Change your mind. For someone like you, a true champion and top-notch athlete, a fighter, it's going to take some getting used to living with a chronic disease. This is not something you beat, it's something you live with, find a way to make peace with it.
This will take time and practice.
When RA was settling into my bones, it would take hours each morning before my hand could form a fist. I was training shotokan karate at the time and certain I could fight with my "warrior" outlook, so I'd force myself to make a fist ten times over on each hand, crying my way through the pain and the uselessness of my body. In the end, it didn't make a difference, it still took my hands hours each day to become useful.

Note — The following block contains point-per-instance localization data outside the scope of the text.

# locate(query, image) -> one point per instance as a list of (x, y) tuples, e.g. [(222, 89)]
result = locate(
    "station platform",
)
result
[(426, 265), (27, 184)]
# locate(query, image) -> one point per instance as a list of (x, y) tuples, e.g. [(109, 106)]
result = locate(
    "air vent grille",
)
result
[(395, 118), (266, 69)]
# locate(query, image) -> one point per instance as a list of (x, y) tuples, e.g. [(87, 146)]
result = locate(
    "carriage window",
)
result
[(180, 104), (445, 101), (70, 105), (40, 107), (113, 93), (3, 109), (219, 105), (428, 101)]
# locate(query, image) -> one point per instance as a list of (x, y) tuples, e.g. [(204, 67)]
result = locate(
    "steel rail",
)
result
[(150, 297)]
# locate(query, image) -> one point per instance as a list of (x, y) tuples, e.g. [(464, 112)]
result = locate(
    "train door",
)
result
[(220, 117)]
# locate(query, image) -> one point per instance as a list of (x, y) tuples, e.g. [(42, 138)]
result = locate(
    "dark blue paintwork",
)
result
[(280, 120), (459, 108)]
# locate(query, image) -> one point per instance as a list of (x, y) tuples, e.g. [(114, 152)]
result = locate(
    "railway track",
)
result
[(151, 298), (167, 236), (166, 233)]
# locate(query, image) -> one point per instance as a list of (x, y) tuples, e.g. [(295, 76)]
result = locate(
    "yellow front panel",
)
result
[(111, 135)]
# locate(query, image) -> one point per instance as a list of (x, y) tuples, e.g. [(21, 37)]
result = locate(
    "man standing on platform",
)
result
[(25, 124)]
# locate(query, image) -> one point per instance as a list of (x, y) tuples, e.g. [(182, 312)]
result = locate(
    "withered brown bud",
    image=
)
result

The right medicine makes all the difference. Now my fingers once again fly over the keyboard.
As one of my doctors put it, finding the right meds in the right amount for the right person is as much art as science. Sidenote: some of your meds may make you seriously sensitive to the sun, you need your next cool tennis outfit to be more along the lines of a burqini as opposed to the current ones that show off your assets. Other side note: I'd totally buy one from your line, though maybe you'd send me one as kind of a 'thank you for the inspiration, Kim' kind of thing.)
But back to those meds- I sincerely believe Western medicine is your very good friend. Which is not to say you shouldn't explore diet or exercise and other alternative options, but don't dis the drugs.
Screw your lousy health insurance plans their direct mail pharmacy, getting your meds at Costco will save you money. I'm not sure how they manage to sell my meds at a lower cost than my health plans, but they almost always do.
You may feel like you're on a downward spiral and will never get back up. You may cry about the end of your life as you know it and as you cry, you'll notice that your nose is runny and snotty, but you aren't really producing tears and then you'll be even sadder. But you know what? It gets better. I'm living proof!
BTW, here's an uplifting piece about my autoimmune journey at the fab website, ChronicBabe. Welcome to the club.
Need more advice Venus, I'm just a tweet away.
*Disclosure: I only wish they were paying me. If Venus does not accept their offer to be a spokesperson (they can finally make eye drops sexy!), I'd like to be next in line for the job.